The OFFSET Formula

The Excel OFFSET formula will return a value or text which is Offset from a cell as a starting point.  To offset is to move from one position to another and in Excel speak that is exactly what OFFSET does.  The Offset formula though has uber functionality as the range can be offset by rows, columns and you can add a height and width to the range which means you can build a range to evaluate which consists of multiple cells. It is often used with rolling forecast or to Sum values based on a number of periods.

The following video takes you through this lesson - file at the bottom of the page.
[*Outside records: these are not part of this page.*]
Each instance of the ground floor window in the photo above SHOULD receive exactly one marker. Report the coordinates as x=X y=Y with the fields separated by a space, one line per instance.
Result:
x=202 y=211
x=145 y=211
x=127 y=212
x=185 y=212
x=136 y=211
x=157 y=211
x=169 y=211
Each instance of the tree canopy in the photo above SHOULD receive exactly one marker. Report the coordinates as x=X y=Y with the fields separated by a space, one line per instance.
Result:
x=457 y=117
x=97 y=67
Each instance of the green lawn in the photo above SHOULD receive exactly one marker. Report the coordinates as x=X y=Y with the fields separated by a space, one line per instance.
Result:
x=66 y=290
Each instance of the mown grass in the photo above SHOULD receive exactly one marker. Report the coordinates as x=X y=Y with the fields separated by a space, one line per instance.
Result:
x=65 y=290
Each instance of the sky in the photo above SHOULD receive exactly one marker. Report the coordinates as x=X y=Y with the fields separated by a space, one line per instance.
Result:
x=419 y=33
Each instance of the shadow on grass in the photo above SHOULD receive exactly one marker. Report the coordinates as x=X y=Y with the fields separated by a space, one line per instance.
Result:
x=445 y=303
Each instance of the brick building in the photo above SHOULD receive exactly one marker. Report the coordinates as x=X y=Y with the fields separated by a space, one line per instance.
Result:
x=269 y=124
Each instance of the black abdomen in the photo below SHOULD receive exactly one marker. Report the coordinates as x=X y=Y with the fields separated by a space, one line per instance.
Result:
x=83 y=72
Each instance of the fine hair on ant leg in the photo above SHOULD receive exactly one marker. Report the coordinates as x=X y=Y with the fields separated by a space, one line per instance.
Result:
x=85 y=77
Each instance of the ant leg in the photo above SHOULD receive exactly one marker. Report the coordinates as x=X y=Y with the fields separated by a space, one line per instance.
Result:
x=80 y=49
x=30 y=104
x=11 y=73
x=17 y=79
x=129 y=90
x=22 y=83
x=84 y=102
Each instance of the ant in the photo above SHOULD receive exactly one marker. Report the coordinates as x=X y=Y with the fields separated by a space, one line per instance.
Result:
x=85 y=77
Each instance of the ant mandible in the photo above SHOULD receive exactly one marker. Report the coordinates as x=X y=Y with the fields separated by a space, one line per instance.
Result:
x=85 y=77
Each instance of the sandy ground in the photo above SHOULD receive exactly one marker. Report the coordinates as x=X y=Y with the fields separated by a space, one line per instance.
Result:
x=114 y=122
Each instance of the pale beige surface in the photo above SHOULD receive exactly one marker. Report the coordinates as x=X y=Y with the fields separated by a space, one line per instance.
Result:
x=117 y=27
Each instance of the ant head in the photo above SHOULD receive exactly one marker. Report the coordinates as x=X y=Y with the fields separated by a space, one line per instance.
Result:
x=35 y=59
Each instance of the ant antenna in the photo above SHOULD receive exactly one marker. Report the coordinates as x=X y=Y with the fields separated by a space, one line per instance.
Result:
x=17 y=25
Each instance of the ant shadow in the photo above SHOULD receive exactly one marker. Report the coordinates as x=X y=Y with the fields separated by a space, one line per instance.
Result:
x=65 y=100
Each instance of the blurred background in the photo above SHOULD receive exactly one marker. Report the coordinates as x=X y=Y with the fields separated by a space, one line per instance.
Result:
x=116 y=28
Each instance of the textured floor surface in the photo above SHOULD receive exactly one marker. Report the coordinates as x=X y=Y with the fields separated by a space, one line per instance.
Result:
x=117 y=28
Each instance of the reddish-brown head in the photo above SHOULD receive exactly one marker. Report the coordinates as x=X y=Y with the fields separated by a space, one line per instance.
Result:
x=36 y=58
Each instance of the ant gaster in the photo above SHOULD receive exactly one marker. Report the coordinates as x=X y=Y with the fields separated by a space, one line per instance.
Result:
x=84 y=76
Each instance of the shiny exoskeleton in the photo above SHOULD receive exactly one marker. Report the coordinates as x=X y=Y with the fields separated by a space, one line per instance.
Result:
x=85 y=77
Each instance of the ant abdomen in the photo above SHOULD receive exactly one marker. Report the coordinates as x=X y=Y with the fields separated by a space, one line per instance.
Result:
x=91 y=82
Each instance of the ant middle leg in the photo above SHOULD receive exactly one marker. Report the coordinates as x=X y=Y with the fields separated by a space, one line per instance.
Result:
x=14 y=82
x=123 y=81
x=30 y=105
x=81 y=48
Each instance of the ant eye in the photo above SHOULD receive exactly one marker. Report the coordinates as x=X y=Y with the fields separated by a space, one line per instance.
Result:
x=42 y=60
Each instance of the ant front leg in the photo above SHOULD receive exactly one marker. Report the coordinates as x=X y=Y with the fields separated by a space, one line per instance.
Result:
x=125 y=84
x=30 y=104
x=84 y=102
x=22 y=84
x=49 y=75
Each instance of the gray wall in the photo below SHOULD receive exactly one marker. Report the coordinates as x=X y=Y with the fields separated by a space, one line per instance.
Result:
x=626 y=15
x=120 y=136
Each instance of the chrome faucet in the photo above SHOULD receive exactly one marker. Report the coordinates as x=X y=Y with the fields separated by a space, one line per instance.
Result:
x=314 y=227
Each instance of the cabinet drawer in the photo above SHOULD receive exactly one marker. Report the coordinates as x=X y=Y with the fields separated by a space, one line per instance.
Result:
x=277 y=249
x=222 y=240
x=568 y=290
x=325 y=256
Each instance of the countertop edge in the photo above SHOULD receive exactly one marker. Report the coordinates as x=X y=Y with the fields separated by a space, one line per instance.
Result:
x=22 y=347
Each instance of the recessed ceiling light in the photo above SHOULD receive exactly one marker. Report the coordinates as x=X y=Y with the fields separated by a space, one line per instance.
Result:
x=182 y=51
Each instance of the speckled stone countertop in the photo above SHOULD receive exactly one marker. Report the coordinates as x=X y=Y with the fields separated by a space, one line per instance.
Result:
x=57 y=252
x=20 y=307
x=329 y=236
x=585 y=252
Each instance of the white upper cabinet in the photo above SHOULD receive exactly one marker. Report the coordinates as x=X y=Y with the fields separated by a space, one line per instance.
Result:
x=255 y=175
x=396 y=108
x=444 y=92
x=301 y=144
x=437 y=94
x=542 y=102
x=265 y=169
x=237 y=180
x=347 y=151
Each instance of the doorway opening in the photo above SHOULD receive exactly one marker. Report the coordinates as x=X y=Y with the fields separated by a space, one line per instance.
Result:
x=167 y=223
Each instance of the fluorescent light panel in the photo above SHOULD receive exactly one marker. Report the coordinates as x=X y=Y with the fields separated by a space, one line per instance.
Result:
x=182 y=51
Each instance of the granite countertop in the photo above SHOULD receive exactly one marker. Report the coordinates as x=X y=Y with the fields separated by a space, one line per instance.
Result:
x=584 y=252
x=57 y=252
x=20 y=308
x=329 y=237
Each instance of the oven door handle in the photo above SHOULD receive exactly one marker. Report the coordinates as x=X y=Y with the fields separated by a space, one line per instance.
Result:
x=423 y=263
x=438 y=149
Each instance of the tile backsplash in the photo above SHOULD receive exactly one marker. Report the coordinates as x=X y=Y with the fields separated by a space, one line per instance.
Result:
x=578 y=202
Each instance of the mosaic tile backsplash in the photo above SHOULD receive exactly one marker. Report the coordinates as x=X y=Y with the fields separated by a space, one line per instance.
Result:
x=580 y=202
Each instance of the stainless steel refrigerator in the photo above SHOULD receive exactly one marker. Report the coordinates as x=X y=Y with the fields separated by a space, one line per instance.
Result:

The following Excel file will help to follow along.


OFFSET.XLSX

 
 

The OFFSET Syntax

=OFFSET (Reference, Rows, Cols, Height, Width)

Reference – A cell or range to set the OFFSET formula.

Rows - The amount of rows to OFFSET from the starting point (reference).

Cols - The amount of columns to OFFSET from the starting point (reference).

Height - The height which refers to the rows from the starting point.

Width - The width which refers to the columns from the starting point.

The height and the width are optional which means you don’t have to include them, however the formula takes on the characteristics of the INDEX formula if you are not using the height and width.


OFFSET by Row

Let’s start with the following simple row offset example.

OFFSet Excel

Using the reference in the Offset formula, it starts in C1 the cell (this is the Reference).  The ROW offset is 1 which means the OFFSET formula moves one row down and returns the value in C2.  The comma at the end is for the column reference and as we are not offsetting by column this is left blank.

=OFFSET(C1,1,)

Note: There needs to be a row and column reference for the OFFSET formula to work.

Row offset excel

The result is cell C2 = 182K.  So we have offset 1 row down.

OFFSET by Column

Let’s have a look at a column offset example with incorporating the row offset above.

Col offset excel

The reference in the above example is the same in C1.  The row offset is 1 and the column offset is one so like pawns on a chess board we move one cell down and one across to the right.

=OFFSET(C1,1,1)

The result is to return cell D2 which is the number for Feb.


Incorporating The Offset Height

 

Things get a little tricky when we start to incorporate the height and the width.  This is when the result tends to be more than one cell.  As a result OFFSET can not return an answer by itself.  This is the point where it becomes necessary to nest a formula this is usually a calculation formula.  in the following example we will create a sum of a column.

offset height


Adding the SUM formula to the equation, we can SUM the values in any given column.  As the data is 5 columns deep we will use this is the Height.

=SUM( OFFSET( C1,1,1,5))

The above incorporates the SUM and you can see it is the SUM of February.  The reference is C1, offset Row = 1 so the new starting point is C2, then column offset is 1 so the starting point becomes D2, then the height (how many cells to incorporate in the newly created range) is 5. So the range being analysed is D2:D6 which is 5 cells in total.


Incorporating the OFFSET Width


The width relates to widening the range to incorporate more columns.  For our example let’s use the entire range of numerical data.  The following is the example.  The coloured cells are what is being evaluated in the OFFSET formula.

offset excel Width

The OFFSET formula becomes.

=SUM(OFFSET(C1,1,0,5,4))

Starting in C1, we move down 1 row and offset no columns (0), then 5 rows deep and 4 columns for the width. 

The attached Excel file has the OFFSET formula and the above examples.